There is some originality to this story of the Lukens family -- dad Dennis (Jackson Hurst), mom Katie (Ali Hillis) and 14-year-old daughter Lucy (Catherine Frances) -- whose Victorian home in Neenah, Wisconsin, becomes the venue for some unwelcome supernatural activity. At least one of the spirits haunting them, a young girl, for instance, turns out to want to help, not hurt, the clan.
At first, it's just mildly disaffected Lucy who sees the ethereal lass. After Katie has a brush or two with another, more malignant force, however, she sets off to the nearest library where staff member and local history buff Mary Squire (Jensen Buchanan) helps her research the history of her grand but appropriately spooky house.
The information Katie acquires is apparently inconclusive, and the badly behaving specter has meanwhile become increasingly mischievous. So, on Mary's advice, normally nonreligious Katie turns to Catholic clergyman, and experienced demon defeater, Father Ehrlich (Lance Henriksen), for aid of a different sort.
His involvement raises the possibility -- which no one in the family has previously thought of, though it's been shared with the audience -- that the weird doings are connected to Katie's unexpected pregnancy and her plan to do away with her baby.
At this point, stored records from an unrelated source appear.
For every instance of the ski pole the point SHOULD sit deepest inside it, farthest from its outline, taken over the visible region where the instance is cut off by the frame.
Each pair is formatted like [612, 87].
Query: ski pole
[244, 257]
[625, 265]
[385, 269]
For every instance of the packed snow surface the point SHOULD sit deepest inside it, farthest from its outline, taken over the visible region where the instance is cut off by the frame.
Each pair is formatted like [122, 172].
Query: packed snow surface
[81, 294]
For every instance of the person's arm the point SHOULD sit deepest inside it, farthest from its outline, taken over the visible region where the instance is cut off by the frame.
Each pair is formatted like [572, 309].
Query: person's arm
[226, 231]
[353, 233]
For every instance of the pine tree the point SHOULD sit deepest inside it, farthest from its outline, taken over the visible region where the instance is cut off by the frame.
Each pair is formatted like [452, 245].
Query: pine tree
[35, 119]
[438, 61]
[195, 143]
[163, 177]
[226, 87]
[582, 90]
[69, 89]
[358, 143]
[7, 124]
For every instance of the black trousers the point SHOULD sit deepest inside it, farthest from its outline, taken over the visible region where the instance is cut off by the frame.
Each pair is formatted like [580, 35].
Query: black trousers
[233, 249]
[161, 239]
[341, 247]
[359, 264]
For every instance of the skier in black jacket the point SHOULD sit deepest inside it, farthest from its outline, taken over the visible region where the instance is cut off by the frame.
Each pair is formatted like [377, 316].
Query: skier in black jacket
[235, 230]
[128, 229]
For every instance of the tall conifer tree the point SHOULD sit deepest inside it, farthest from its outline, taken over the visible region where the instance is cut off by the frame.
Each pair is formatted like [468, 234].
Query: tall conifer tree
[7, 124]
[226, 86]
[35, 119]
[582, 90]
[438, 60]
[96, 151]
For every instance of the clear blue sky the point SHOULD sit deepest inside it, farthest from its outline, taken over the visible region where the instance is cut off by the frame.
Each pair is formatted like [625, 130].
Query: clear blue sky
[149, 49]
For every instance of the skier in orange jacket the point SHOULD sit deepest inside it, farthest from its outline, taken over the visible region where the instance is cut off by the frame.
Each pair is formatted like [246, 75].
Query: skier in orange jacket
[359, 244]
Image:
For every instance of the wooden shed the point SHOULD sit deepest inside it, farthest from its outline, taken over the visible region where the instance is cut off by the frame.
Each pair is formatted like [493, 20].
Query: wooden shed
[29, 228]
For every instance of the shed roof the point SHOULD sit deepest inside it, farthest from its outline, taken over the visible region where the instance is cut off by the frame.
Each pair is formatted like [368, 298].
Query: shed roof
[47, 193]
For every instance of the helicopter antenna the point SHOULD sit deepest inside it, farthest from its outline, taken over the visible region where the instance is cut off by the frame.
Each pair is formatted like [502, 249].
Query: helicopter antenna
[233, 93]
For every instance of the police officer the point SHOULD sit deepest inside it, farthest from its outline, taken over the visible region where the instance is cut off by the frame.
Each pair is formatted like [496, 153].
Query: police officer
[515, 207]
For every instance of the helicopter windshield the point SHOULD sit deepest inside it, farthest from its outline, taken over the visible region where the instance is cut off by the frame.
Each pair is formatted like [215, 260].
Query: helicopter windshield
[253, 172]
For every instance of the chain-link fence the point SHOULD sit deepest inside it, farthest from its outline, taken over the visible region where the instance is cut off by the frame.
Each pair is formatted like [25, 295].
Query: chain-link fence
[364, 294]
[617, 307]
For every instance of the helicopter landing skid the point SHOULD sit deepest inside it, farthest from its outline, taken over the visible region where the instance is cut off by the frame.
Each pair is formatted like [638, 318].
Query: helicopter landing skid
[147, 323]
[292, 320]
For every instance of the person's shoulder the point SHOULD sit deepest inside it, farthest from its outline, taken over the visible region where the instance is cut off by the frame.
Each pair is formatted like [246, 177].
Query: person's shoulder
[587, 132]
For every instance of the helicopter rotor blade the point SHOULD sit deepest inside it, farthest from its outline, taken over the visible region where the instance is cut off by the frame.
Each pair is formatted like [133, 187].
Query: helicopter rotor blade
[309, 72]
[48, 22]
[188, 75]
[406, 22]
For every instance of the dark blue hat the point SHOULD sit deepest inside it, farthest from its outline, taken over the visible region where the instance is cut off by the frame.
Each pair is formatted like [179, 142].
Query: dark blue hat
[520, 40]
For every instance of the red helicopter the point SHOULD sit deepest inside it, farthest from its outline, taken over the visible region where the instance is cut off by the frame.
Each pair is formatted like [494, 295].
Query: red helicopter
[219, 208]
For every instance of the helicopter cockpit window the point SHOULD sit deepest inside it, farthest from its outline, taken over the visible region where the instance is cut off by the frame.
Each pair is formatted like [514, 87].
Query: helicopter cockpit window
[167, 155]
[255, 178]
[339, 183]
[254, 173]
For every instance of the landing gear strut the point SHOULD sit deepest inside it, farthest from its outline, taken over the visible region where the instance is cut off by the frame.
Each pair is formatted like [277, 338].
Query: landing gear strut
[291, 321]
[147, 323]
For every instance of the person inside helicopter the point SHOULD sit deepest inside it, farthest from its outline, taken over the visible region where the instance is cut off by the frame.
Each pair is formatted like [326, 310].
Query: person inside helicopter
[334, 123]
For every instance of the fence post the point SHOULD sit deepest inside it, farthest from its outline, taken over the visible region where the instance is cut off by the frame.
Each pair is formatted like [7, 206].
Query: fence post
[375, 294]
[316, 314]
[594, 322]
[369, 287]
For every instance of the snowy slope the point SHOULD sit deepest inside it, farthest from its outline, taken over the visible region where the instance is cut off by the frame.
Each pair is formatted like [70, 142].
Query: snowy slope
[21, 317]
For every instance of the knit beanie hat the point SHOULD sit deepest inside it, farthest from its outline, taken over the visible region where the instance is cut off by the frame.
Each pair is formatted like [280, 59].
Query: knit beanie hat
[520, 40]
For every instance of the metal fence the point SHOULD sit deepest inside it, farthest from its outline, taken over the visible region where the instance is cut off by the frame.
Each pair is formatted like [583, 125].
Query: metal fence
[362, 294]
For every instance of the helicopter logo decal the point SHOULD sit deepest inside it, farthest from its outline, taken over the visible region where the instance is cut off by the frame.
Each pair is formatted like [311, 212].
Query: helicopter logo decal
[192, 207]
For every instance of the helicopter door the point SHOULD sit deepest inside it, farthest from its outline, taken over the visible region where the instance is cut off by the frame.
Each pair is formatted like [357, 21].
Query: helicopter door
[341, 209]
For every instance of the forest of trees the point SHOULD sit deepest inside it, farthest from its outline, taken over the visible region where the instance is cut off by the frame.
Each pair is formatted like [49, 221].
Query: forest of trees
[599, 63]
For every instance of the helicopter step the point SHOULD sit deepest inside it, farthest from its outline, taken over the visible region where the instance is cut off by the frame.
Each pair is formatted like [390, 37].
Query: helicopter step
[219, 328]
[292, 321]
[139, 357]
The pro-life message of writer-director Michael O. Sajbel's film is as honorable as it is unmistakable. But blending this theme with well-worn exorcism and poltergeist tropes turns out to be a dubious decision. And, though the values in his script are unimpeachable, "Wraith" includes elements that debar endorsement for kids.
Thus Dennis' smarmy business associate Jack Simmons (Christopher Chisholm) takes an unhealthy interest in Lucy which culminates in an attempt to molest her. And the parental giggles and whispers that precede the endangered infant's conception prompt Lucy to express disgust at the notion of her folks having relations. In a similar vein, told that Katie may be pregnant, Lucy exclaims, "You did it with Dad!?"
Together with the climactic beating blind, mystical Father Ehrlich takes from the dark presence the dialogue has by then identified with the pagan god Molech, whose worship involved the sacrifice of babies, these touches of sexuality suggest an older audience for "Wraith." Given the lesson it seeks to convey about the value of all human life, however, at least some parents may consider it acceptable for older teens.
The film contains some nonlethal violence, a sexual predation plotline, a nongraphic marital bedroom scene and a few sexual references. The Catholic News Service classification is A-III -- adults. The Motion Picture Association of America rating is PG-13 -- parents strongly cautioned. Some material may be inappropriate for children under 13.